# Does spin really have no classical analogue?

You're probably overthinking this. "Spin has no classical analogue" is usually a statement uttered in introductory QM, where we discuss how a quantum state differs from the classical idea of a point particle. In this context, the statement simply means that a classical point particle as usually imagined in Newtonian mechanics has no intrinsic angular momentum - the only component to its total angular momentum is that of its motion, i.e. $$r\times p$$ for $$r$$ its position and $$p$$ its linear momentum.
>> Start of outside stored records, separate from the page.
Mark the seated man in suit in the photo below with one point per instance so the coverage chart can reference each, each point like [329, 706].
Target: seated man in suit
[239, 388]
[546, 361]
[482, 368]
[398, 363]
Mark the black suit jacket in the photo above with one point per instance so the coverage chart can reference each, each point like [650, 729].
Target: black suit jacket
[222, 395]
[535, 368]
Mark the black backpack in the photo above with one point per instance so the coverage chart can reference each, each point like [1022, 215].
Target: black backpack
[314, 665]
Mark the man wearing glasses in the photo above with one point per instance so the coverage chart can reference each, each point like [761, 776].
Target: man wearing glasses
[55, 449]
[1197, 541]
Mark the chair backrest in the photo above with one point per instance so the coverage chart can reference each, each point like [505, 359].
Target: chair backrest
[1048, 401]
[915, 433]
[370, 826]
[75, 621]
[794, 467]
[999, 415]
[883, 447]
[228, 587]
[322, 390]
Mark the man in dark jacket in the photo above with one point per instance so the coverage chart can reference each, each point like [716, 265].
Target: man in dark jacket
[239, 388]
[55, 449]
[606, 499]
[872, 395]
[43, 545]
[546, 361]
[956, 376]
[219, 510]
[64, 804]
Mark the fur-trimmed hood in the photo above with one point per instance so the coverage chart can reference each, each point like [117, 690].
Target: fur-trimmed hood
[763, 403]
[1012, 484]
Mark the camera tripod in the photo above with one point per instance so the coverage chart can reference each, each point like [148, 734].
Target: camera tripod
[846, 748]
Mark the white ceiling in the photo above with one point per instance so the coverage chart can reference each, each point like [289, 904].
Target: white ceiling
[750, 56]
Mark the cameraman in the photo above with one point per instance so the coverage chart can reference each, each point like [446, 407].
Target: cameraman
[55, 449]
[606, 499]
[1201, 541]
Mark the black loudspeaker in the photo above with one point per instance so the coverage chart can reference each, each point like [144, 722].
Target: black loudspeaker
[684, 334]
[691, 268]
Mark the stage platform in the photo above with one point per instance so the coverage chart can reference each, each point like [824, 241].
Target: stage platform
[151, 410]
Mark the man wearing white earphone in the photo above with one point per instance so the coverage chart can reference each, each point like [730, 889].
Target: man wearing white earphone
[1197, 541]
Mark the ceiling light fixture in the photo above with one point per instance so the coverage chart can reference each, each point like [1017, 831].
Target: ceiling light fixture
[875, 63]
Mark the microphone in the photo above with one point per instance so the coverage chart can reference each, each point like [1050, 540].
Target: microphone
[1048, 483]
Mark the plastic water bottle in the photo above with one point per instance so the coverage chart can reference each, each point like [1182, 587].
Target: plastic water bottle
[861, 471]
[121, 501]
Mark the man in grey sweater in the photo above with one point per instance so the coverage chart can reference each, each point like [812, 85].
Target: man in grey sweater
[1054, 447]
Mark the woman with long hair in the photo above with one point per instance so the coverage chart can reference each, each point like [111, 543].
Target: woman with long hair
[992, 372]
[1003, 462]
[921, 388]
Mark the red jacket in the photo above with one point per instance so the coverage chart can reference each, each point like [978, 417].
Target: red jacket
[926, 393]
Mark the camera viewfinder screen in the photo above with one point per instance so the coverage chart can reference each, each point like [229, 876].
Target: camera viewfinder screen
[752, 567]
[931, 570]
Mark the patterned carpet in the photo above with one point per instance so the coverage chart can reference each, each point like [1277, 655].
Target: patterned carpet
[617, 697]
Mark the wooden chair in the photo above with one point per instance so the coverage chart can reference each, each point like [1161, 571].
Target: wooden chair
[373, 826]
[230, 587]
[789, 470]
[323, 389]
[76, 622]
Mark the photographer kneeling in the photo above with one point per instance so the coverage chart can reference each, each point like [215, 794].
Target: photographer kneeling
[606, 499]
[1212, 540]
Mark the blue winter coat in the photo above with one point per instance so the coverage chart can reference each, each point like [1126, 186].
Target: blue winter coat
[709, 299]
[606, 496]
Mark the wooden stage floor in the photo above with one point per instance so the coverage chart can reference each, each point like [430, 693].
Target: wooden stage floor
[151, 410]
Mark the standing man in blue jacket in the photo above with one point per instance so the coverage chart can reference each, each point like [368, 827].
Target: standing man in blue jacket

Angular momentum of a "body" in classical physics implies that the body has an extent and a quantifiable motion rotating around its c.o.m., but it does not in quantum mechanics.

Of course there are many situations where you can construct an observable effect of "spin" on the angular momentum of something usually thought of as "classical". These are just demonstrations that spin really is a kind of angular momentum, not that spin can be classical or that the angular momentum you produced should also be called "spin".

Likewise there are classical "objects" that have intrinsic angular momentum not directly connected to the motion of objects, like the electromagnetic field, i.e. it is also not the case that classical physics does not possess the notion of intrinsic angular momentum at all.

"Spin is not classical" really is just supposed to mean "A classical Newtonian point particle possesses no comparable notion of intrinsic angular momentum". (Note that quantization is also not a particular property of spin, since ordinary angular momentum is also quantized, as seen in e.g. the azimuthal quantum number of atomic orbitals)

It's seemingly unappreciated by many people that there are different classical limits of quantum mechanics. At least there are two, a particle limit where you take $$\hbar\to 0$$ and $$ω\to\infty$$ while holding $$\hbar ω$$ and $$n$$ (particle count) fixed, and a wave limit where you take $$\hbar\to 0$$ and $$n\to\infty$$ while holding $$n\hbar$$ and $$ω$$ fixed.

In my experience, phenomena that disappear in the particle limit are often called "purely quantum" even when they survive essentially unchanged in the wave limit. Intrinsic spin is one example; the Aharonov-Bohm effect is another. Maxwell's electrodynamics should be purely quantum by this definition, so I suppose a secondary condition is that the phenomenon has to have been (re)discovered by a physicist after the 1920s, so that the claim isn't so obviously wrong.

The Dirac equation is also often called purely quantum for reasons that are unclear to me – perhaps simply because it contains a factor of $$i\hbar$$ in Dirac's arbitrarily chosen units. It's a classical spin-½ wave equation that just happened to be first discovered by someone who was looking for a relativistic version of Schrödinger's equation.

The meaning of spin at the classical or first-quantized wave level is described in "What is spin?" by Hans C. Ohanian (Am. J. Phys. 54 (6), June 1986; online here).

An essential difference is that there is no representation of spin in ordinary $$3D$$ space$$^\dagger$$. Unlike the spherical harmonics $$r^\ell Y_{\ell m}(\theta,\varphi)$$ which can be expressed in terms of spherical (and eventually Cartesian) coordinates, such a representation in terms of "physical" coordinates is not possible for spin-$$1/2$$ (or half-integered spin in general).

$$^\dagger$$ see Gatland, I.R., 2006. Integer versus half-integer angular momentum. American journal of physics, 74(3), pp.191-192.